Gardening program aims to feed hungry
A group of Portland State University students is working to reduce hunger in Northeast Portland.
The community development undergraduates, as part of required fieldwork, teamed up with Central Northeast Neighbors to create a web page to link would-be gardeners with gardens and fresh produce.
"We have this opportunity to reach out, to make healthy food affordable for all of our neighbors," said Sandra Lefrancois, a Central Northeast Neighbors community program director.
The project -- Root Access: Cultivating Assets in Central Northeast Neighborhoods -- resulted in GardenNet at cnncoalition.org. It shows the locations of existing and proposed community gardens; food drop-off sites; and where residents are sharing yards for producing food. It also has links to garden resources and a forum.
The project was the first hands-on consulting work PSU student Laura Ellen Simmons has ever done.
"I learned a lot about coming to consensus within a group and with an organization," she said. "It was a great learning experience that you just don't get from the books."
Central Northeast Neighborhoods will continue to update the map and will hold a tour of featured gardens this summer. A planning meeting for the tour will be held June 24 at 6:30 p.m. at the organization's offices, 4415 N.E. 87th Ave.

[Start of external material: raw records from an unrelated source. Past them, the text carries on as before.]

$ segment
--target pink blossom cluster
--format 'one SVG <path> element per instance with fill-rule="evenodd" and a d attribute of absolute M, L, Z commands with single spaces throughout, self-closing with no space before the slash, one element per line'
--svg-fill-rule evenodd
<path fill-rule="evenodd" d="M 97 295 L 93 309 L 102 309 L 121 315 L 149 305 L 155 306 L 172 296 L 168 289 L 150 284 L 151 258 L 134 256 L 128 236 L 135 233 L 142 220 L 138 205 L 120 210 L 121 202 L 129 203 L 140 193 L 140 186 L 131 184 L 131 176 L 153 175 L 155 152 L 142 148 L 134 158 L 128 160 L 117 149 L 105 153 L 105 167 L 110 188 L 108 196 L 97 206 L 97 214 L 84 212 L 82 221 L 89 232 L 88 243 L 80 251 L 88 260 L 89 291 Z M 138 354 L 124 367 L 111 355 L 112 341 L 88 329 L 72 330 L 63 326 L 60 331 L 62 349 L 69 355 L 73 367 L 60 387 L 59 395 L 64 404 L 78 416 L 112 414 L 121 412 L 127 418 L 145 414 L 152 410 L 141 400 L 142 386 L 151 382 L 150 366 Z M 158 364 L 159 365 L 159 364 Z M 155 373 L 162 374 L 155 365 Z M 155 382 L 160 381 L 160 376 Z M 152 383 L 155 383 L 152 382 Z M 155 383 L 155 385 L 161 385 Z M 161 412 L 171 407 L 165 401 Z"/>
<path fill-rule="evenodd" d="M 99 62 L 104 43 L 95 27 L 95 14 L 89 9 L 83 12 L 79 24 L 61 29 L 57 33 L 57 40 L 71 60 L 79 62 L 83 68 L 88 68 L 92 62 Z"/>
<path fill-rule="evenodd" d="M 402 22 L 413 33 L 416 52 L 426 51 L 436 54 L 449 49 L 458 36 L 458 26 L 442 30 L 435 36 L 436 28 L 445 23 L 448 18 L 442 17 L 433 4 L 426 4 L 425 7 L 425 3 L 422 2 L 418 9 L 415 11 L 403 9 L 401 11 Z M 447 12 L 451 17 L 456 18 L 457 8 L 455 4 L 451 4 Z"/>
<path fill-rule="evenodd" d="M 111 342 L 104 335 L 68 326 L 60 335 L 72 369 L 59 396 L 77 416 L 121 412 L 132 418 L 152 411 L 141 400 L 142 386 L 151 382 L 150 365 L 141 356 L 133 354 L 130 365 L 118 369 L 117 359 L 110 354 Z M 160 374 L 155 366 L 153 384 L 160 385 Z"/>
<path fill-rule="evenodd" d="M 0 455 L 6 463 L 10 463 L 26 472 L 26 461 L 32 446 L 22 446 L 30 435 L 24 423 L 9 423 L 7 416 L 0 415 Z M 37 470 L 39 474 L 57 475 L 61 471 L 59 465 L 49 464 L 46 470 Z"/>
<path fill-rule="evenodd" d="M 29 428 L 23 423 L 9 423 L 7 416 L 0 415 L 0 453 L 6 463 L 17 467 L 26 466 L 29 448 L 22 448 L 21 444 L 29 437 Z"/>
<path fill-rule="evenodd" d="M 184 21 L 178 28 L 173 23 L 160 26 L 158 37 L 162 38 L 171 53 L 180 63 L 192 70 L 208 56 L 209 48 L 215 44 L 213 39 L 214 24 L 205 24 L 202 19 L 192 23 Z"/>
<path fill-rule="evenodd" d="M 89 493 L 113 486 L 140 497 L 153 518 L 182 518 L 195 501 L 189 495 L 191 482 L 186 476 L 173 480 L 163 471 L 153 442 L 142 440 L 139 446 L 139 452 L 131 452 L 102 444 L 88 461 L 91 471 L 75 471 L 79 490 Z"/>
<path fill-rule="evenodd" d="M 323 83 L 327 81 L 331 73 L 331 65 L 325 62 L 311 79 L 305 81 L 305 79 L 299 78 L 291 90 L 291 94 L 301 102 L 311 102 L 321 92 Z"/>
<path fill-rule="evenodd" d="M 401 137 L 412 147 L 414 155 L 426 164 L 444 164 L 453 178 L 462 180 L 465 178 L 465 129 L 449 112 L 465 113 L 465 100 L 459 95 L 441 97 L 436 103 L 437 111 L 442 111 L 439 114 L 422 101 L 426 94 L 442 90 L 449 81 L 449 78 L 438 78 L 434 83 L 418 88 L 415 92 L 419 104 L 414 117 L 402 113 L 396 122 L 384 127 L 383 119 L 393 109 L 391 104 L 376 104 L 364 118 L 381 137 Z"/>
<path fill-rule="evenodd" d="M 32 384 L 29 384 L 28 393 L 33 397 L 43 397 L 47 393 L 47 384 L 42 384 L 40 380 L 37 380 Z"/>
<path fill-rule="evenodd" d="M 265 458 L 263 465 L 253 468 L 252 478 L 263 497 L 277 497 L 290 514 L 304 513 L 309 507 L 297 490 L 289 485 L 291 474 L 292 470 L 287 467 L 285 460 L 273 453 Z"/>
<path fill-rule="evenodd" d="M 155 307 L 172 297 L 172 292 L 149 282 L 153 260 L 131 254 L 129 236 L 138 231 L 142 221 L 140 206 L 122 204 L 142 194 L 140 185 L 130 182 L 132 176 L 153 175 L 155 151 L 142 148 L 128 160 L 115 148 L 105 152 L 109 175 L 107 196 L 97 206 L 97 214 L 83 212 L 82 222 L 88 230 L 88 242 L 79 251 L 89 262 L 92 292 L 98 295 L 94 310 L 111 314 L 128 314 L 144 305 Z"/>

--Anne Laufe, Special to the Oregonian
PSU students help plan park's future
Four Portland State University graduate students are helping design plans for Willamette Park the old-fashioned way: by talking with people.
On a drizzly Sunday in May, students from the masters of urban and regional planning program talked with dozens of boaters, joggers, dog walkers and others to help the Portland Bureau of Parks & Recreation eventually create a master plan for the 27-acre park.

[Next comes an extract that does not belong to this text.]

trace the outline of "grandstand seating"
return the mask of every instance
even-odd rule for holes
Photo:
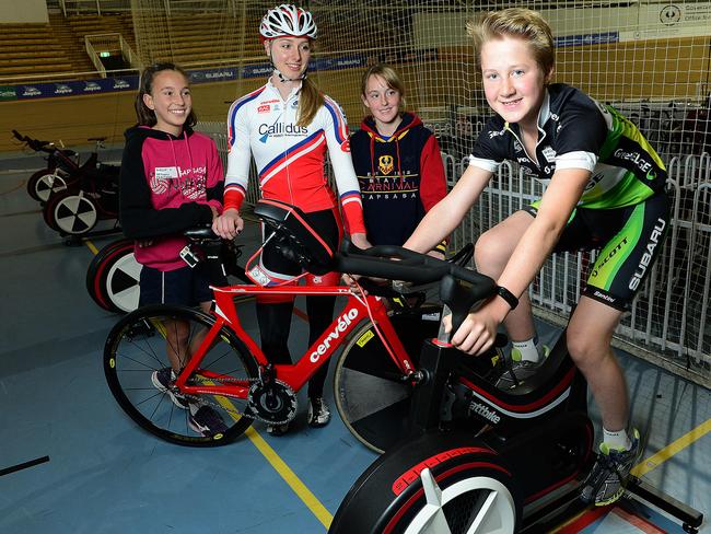
[[[88,78],[95,69],[84,35],[120,33],[132,46],[129,15],[69,16],[50,14],[48,24],[2,24],[0,77],[3,83]],[[18,77],[13,80],[13,77]],[[34,77],[34,78],[33,78]]]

"For the short term, people told us that they would like better signage and easier bike and pedestrian access to the river," student Maren Murphy said. "Overall, they want to find a way to maintain recreational uses while dealing with sustainability issues like bird habitat and salmon spawning restoration."
Problems such as crowding and occasional shouting matches have cropped up during summers at the park, which is along the Willamette River in Southwest Portland. City planners want to address such issues.
The students -- from as far as Florida and Canada -- are bringing a fresh perspective and energy, park officials said. The students, who are required to tackle a project for their master's degree, dubbed themselves the Quercus Planning Group, using the Latin word for oak tree.
"It's been fun working with real clients," Murphy said. "I'd like to see how our study is put into action."
Brian Aptekar, a Parks Bureau coordinator, praised the students' efforts and said their field work and assessment will be valuable.
"They've even dug up some interesting history about the park," he said. "Several of their quick fixes are ones that we can look into right away."
The students' assessment results will be posted June 9 at quercusplanning.wordpress.com.